Während sich Ryan und Damian im Wohnzimmer weiter unterhielten, verzog ich mich in den Flur, in dem ein Wandtelefon hing. Ich tippte eine Nummer ein und legte wieder auf. Durchatmen. Ich musste mich bei ihnen melden, immerhin hatte ich keine Ahnung, was für Nachrichten Gideon ihnen hat zukommen lassen. Meine Finger tippten die Nummer meiner Eltern in dem Rhythmus ein, in dem ich sie als kleines Kind melodisch gelernt hatte.
Am anderen Ende dröhnte es. „Doyle?", hörte ich meine Mutter und krallte mich in den Hörer. „Hallo? Können Sie mich hören?"
„Ja, Mama, ich bin es."
„Kathleen? Um Himmels willen, wir haben uns Sorgen um dich gemacht! Wir konnten dich nicht erreichen, haben nur diese seltsamen Nachrichten bekommen. Was ist los bei dir?!"
Sie klang wütend und das berechtigt. „Es ist einiges passiert", gestand ich und musste ungenau bleiben. Ihnen von den Werwölfen und Utopia zu berichten, wäre die denkbar schlechteste Idee. „Aber mir geht es gut. Wirklich."
„Das ist das Wichtigste, aber du erzählst mir lieber, was du machst oder wir kommen dich holen."

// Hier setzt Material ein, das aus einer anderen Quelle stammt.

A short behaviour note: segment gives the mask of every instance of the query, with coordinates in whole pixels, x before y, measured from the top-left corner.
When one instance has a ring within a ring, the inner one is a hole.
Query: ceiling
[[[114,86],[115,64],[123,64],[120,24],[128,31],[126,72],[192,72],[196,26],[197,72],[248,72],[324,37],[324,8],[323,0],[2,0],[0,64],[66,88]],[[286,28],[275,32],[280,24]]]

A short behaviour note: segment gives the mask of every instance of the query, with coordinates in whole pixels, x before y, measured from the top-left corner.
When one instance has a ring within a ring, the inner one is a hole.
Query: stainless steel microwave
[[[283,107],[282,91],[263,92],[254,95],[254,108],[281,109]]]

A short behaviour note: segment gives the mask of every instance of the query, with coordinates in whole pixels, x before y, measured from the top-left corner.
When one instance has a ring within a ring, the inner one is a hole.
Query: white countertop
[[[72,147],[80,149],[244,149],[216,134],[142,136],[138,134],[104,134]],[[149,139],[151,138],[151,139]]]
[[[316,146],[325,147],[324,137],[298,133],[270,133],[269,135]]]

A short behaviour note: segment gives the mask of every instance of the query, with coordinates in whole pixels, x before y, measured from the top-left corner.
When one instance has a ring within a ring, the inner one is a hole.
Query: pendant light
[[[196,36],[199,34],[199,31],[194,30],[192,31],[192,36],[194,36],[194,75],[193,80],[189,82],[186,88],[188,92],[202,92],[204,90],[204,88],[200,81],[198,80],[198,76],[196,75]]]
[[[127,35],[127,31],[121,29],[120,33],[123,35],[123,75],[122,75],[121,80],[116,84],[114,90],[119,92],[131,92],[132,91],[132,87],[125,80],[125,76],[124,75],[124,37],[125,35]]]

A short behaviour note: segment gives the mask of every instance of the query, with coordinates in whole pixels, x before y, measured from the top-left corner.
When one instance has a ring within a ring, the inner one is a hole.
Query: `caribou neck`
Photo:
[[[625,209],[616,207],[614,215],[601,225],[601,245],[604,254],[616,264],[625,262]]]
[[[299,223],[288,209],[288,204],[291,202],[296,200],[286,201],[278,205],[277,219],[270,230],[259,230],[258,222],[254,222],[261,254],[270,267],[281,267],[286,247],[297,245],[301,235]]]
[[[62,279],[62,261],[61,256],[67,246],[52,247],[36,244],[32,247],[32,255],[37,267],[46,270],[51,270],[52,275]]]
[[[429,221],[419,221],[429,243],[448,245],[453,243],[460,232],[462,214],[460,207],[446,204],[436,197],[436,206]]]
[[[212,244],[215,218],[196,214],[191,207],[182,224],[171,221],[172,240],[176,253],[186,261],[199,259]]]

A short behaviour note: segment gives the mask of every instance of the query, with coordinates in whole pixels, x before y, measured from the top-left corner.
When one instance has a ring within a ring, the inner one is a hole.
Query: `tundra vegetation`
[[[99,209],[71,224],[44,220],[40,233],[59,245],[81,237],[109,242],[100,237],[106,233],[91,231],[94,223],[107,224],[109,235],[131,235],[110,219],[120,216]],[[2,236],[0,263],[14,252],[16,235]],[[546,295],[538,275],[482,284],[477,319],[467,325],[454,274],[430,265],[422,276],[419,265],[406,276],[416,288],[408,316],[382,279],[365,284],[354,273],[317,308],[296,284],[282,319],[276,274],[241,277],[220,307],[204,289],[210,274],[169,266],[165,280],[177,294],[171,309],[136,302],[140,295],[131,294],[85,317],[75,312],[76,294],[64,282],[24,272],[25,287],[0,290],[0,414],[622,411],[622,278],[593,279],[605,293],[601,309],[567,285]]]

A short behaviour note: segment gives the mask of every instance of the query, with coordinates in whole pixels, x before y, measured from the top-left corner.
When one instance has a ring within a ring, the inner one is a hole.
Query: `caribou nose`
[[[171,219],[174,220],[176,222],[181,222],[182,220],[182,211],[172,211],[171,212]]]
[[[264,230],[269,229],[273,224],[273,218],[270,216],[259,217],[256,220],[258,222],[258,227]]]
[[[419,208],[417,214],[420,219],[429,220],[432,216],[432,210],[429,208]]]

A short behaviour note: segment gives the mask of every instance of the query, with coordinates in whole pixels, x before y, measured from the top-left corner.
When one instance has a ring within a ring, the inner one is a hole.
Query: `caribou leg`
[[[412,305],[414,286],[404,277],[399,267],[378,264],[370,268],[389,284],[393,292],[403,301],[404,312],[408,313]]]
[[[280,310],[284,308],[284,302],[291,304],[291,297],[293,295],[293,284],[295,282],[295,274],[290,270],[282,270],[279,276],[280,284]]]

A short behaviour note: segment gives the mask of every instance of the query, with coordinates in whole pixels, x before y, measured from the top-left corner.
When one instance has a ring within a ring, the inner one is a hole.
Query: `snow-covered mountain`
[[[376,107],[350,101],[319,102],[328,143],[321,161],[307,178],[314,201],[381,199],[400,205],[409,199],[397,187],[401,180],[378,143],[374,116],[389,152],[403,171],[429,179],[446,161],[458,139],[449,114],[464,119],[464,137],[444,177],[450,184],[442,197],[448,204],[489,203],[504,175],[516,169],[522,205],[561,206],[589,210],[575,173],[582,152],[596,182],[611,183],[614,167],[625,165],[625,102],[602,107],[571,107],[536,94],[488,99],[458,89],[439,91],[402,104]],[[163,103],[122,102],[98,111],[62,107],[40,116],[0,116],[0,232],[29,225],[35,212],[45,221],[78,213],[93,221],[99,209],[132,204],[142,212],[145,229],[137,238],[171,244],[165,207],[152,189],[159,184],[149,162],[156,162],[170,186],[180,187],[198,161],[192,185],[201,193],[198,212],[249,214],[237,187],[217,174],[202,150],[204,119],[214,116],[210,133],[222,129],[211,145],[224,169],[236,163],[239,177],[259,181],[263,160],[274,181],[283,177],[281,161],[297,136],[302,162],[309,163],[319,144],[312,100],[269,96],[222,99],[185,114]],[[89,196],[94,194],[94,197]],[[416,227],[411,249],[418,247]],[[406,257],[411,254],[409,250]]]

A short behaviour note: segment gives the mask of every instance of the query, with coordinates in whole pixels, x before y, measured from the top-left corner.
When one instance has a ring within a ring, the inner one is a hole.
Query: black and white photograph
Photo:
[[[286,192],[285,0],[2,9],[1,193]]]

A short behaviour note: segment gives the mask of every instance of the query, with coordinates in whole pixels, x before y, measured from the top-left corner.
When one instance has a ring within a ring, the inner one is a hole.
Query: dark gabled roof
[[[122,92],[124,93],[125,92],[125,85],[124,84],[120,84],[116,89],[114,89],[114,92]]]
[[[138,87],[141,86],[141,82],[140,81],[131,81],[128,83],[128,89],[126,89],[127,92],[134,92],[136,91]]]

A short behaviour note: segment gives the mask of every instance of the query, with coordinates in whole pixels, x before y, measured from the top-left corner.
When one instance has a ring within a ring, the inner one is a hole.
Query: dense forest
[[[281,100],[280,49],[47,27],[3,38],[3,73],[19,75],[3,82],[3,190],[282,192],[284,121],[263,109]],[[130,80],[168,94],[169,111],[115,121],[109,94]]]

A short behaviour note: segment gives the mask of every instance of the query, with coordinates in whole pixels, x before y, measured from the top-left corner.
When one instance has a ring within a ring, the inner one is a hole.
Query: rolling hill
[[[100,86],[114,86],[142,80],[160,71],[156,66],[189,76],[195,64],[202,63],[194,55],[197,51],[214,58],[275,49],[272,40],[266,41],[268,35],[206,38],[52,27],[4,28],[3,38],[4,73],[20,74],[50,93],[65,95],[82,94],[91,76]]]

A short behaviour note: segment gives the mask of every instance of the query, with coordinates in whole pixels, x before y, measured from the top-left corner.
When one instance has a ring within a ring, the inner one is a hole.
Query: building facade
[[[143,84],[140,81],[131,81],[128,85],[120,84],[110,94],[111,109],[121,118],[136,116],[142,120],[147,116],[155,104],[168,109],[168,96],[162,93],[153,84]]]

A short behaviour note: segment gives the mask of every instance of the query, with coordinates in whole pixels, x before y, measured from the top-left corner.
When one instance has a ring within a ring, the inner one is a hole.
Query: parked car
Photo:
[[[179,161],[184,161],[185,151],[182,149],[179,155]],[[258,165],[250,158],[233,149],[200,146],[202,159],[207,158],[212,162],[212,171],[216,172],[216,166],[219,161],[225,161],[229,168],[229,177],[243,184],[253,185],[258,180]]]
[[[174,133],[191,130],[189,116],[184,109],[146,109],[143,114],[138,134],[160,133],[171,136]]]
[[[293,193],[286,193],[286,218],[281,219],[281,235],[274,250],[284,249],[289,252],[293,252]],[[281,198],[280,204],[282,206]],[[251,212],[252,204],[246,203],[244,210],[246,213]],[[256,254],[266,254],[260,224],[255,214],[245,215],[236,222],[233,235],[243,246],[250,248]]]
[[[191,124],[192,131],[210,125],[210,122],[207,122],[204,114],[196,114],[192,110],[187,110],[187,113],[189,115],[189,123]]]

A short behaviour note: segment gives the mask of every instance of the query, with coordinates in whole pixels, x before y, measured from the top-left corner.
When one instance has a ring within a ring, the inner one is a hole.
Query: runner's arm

Ich schluckte schwer und legte den Kopf in den Nacken. „Ich bin bei einem Freund. Einem sehr guten Freund untergekommen."
„Kathleen! Was machst du nur?! Beth hatte uns gesagt, dass ein Mann bei dir war, aber du kannst für ihn doch nicht alles stehen und liegen lassen."
„Ich weiß, dass es eine dumme Idee war, aber ich konnte nicht anders." Das entsprach der Wahrheit, auch wenn mein Argument alles andere als überzeugend war.
„Erst das mit dem Studium und nun sowas ... Ich dachte, du wolltest ein wenig abschalten und arbeiten ... Jetzt treibst du dich mit irgendeinem Kerl herum?"
„Er ist nicht irgendein Kerl", konterte ich und schloss die Augen, stellte mir vor, wie vorwurfsvoll sie mich ansehen würde, wenn sie hier wäre. „Ich verspreche euch, dass er all meine persönlichen Opfer wert ist. Mehr noch, ohne ihn ..." Ich wagte nicht, ihnen von seinem beinahe Tod oder dem vertauschten Herzen zu erzählen. Sie würde es mir ohnehin nicht glauben.
„Ich möchte dich sehen", entschied sie. „Dein Vater und ich wollen mit eigenen Augen sehen, dass es dir gut geht."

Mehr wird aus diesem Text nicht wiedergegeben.